## Matrices with square roots over fields of characteristic 2

Let $F$ be a field of characteristic 2. Compute the Jordan canonical form of a Jordan block $J$ of size $n$ and eigenvalue $\lambda$ over $F$. Characterize those matrices $A$ over $F$ which are squares; that is, characterize $A$ such that $A = B^2$ for some matrix $B$.

Let $J = [b_{i,j}]$ be the Jordan block with eigenvalue $\lambda$ and size $n$. That is, $b_{i,j} = \lambda$ if $j = i$, $1$ if $j = i+1$, and 0 otherwise. Now $J^2 = [\sum_k b_{i,k}b_{k,j}]$; if $k \neq i$ or $k \neq i+1$, then $b_{i,k} = 0$. Evidently then we have $(J^2)_{i,j} = \lambda^2$ if $j = i$, $1$ if $j = i+2$, and 0 otherwise, Noting that $2 = 0$. So $J^2 - \lambda^2 I = \begin{bmatrix} 0 & I \\ 0_2 & 0 \end{bmatrix}$, where $0_2$ is the $2 \times 2$ zero matrix and $I$ is the $(n-2) \times (n-2)$ identity matrix. Now let $v = \begin{bmatrix} V_1 \\ V_2 \end{bmatrix}$, where $V_1$ has dimension $2 \times 1$. Now $(J^2 - \lambda^2 I)v = \begin{bmatrix} V_2 \\ 0 \end{bmatrix}$. That is, $J^2 - \lambda^2 I$ ‘shifts’ the entries of $v$– so $e_{i+2} \mapsto e_i$ and $e_1, e_2 \mapsto 0$. In particular, the kernel of $J^2 - \lambda^2 I$ has dimension 2, so that by this previous exercise, the Jordan canonical form of $J^2$ has two blocks (both with eigenvalue $\lambda^2$.

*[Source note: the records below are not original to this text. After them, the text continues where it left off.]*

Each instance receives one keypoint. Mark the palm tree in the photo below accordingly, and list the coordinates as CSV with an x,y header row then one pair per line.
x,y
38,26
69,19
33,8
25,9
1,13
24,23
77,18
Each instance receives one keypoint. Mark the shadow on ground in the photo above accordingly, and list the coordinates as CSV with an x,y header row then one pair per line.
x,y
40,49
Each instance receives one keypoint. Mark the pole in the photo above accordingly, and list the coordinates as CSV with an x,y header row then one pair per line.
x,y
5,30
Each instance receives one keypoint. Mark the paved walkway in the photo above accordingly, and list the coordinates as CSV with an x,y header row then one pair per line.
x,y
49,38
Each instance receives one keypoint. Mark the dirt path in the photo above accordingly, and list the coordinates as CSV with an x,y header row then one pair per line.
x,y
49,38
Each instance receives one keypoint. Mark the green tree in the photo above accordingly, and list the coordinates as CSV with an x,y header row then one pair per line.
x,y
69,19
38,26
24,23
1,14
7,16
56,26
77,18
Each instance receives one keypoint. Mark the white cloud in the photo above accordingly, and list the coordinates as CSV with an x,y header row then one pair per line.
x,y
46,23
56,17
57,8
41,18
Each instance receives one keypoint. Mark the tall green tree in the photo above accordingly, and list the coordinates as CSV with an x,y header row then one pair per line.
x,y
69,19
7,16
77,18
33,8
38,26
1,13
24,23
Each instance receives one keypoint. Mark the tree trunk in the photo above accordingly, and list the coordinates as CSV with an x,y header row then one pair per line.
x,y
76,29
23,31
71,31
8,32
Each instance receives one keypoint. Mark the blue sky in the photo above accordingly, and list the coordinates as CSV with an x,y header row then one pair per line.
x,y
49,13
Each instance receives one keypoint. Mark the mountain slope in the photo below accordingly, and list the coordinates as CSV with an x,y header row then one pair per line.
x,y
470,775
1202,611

Now $J^2 - \lambda^2 I = (J + \lambda I)(J - \lambda I)$ $= (J - \lambda I)^2$, since $F$ has characteristic 2. Note that $J-\lambda I$ has order $n$, since (evidently) we have $(J - \lambda I)e_{i+1} = e_i$ and $(J - \lambda I)e_1 = 0$. So $J-\lambda I$ has order $n$. If $n$ is even, then $(J^2 - \lambda^2 I)^{n/2} = 0$ while $(J^2 - \lambda^2 I)^{n/2-1} \neq 0$, and if $n$ is odd, then $(J^2-\lambda^2 I)^{(n+1)/2} = 0$ while $(J^2 - \lambda^2 I)^{(n+1)/2-1} \neq 0$. So the minimal polynomial of $J^2$ is $(x-\lambda^2)^{n/2}$ if $n$ is even and $(x-\lambda^2)^{(n+1)/2}$ if $n$ is odd.

So the Jordan canonical form of $J^2$ has two Jordan blocks with eigenvalue $\lambda^2$. If $n$ is even, these have size $n/2,n/2$, and if $n$ is odd, they have size $(n+1)/2, (n-1)/2$.

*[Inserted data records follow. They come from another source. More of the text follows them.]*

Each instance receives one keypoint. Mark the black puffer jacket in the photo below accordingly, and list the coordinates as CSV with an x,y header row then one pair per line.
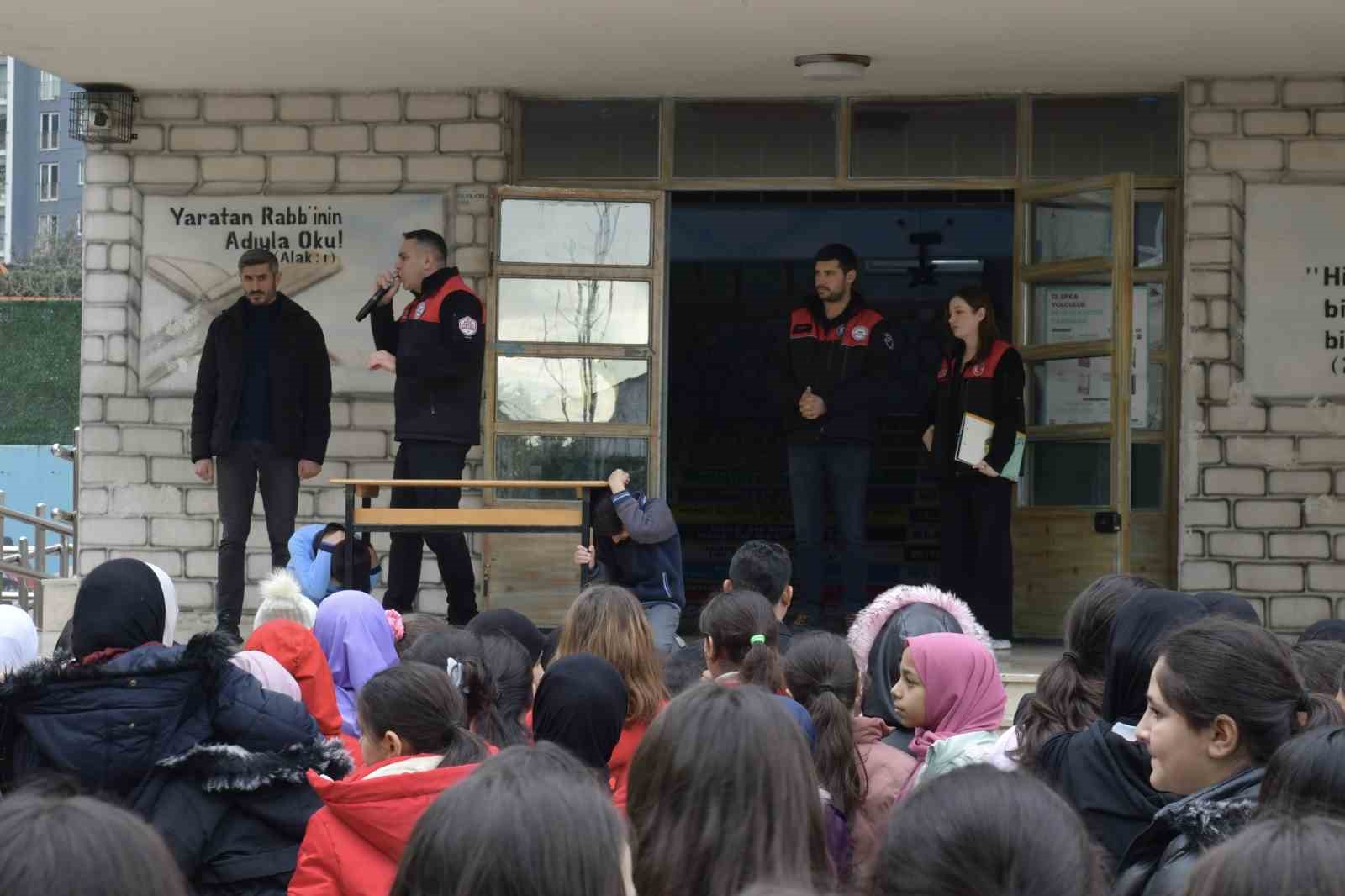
x,y
1161,858
194,744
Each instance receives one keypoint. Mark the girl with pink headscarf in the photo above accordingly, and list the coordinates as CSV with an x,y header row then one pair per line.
x,y
950,692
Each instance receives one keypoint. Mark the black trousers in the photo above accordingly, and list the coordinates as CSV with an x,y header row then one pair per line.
x,y
237,477
430,461
977,561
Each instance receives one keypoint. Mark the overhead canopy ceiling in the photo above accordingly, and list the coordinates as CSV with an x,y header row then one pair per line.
x,y
685,47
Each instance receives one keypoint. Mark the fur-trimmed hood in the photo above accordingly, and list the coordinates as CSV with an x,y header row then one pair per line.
x,y
871,620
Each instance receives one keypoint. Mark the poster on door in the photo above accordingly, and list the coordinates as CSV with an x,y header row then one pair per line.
x,y
1078,390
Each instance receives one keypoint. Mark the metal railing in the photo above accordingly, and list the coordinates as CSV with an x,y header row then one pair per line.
x,y
24,567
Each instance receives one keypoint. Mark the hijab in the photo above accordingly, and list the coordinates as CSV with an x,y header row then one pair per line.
x,y
269,673
120,607
513,623
963,692
18,640
582,705
295,647
1133,649
358,642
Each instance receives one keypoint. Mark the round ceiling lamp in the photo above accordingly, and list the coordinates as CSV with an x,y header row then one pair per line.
x,y
833,66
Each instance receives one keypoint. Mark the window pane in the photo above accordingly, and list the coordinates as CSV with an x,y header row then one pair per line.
x,y
591,139
1067,474
1076,226
755,140
568,458
1150,235
1075,136
582,311
573,232
1147,475
573,389
935,139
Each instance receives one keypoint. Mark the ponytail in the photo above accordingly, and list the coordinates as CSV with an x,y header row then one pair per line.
x,y
419,704
824,677
746,635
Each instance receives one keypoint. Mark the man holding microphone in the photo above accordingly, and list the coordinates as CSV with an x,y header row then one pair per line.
x,y
436,349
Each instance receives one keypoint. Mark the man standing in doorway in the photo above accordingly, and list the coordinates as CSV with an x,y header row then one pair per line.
x,y
834,385
437,350
261,414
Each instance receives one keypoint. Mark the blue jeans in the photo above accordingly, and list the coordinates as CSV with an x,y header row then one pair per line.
x,y
663,618
842,470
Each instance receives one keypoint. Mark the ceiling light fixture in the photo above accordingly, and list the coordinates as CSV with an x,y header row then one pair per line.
x,y
833,66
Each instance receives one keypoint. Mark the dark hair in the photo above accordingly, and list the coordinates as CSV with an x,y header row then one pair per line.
x,y
430,240
1221,667
1068,694
607,522
477,685
975,829
259,257
763,567
424,709
417,626
683,667
61,845
511,669
840,253
531,820
721,795
1306,775
732,619
609,622
1320,663
988,333
1274,856
824,677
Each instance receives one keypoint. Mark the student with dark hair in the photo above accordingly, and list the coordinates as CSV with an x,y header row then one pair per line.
x,y
1068,694
741,640
1284,856
609,622
260,416
318,561
529,821
764,567
724,795
636,546
69,845
1306,775
416,746
981,374
861,775
582,707
834,380
511,667
1100,768
436,350
986,831
1221,700
462,656
880,634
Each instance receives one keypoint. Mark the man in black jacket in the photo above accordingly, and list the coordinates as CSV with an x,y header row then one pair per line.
x,y
833,387
437,351
262,410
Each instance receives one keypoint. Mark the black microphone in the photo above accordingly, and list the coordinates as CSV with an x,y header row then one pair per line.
x,y
373,300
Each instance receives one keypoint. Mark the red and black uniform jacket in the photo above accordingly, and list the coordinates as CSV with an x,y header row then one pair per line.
x,y
847,362
992,389
440,347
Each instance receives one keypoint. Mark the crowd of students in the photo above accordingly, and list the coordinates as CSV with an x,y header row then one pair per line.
x,y
1176,747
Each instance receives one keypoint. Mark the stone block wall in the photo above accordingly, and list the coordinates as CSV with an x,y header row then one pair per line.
x,y
1263,485
138,493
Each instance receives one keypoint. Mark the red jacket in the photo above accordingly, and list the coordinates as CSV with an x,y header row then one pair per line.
x,y
356,841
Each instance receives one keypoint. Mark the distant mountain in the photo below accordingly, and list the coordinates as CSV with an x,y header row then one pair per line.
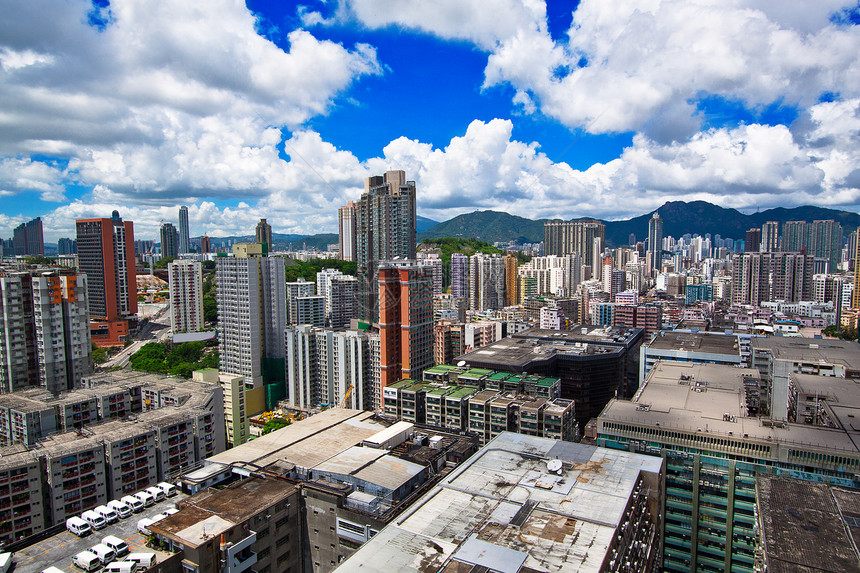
x,y
423,223
679,217
490,226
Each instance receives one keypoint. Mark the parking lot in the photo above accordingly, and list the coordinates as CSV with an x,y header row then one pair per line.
x,y
59,549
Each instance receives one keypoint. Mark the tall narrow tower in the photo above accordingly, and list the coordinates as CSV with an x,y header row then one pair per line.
x,y
655,241
385,230
106,256
184,236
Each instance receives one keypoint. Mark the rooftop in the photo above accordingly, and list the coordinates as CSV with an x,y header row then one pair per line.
x,y
805,526
827,351
306,443
503,510
696,342
211,512
709,398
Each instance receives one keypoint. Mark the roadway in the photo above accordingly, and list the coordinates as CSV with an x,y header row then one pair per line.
x,y
59,549
156,330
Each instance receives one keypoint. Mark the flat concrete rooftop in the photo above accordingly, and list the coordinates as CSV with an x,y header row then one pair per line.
x,y
502,509
696,342
306,443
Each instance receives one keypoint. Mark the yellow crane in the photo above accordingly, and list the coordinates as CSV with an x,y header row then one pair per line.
x,y
346,397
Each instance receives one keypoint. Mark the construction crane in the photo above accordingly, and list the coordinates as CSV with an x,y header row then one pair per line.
x,y
346,396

Now let $A$ be an arbitrary $n \times n$ matrix over $F$ (with eigenvalues in $F$). We claim that $A$ is a square if and only if the following hold.

1. The eigenvalues of $A$ are square in $F$
2. For each eigenvalue $\lambda$ of $A$, the Jordan blocks with eigenvalue $\lambda$ can be paired up so that the sizes of the blocks in each pair differ by 0 or 1.

To see the ‘if’ part, suppose $P^{-1}AP = \bigoplus H_i \oplus K_i$ is in Jordan canonical form, where $H_i$ and $K_i$ are Jordan blocks having the same eigenvalue $\lambda_i$ and whose sizes differ by 0 or 1. By the first half of this exercise, $H_i \oplus K_i$ is the Jordan canonical form of $J_i^2$, where $J_i$ is a Jordan block with eigenvalue $\sqrt{\lambda_i}$. Now $A$ is similar to the direct sum of these $J_i^2$, and so $Q^{-1}AQ = J^2$. Then $A = (Q^{-1}JQ)^2 = B^2$ is square.

Conversely, suppose $A = B^2$ is square, and say $P^{-1}BP = J$ is in Jordan canonical form. So $P^{-1}AP = J^2$. Letting $J_i$ denote the Jordan blocks of $J$, we have $P^{-1}AP = \bigoplus J_i^2$. The Jordan canonical form of $J_i^2$ has two blocks with eigenvalue $\lambda_i^2$ and whose sizes differ by 0 or 1, by the first half of this exercise. So the Jordan blocks of $A$ all have eigenvalues which are square in $F$ and can be paired so that the sizes in each pair differ by 0 or 1.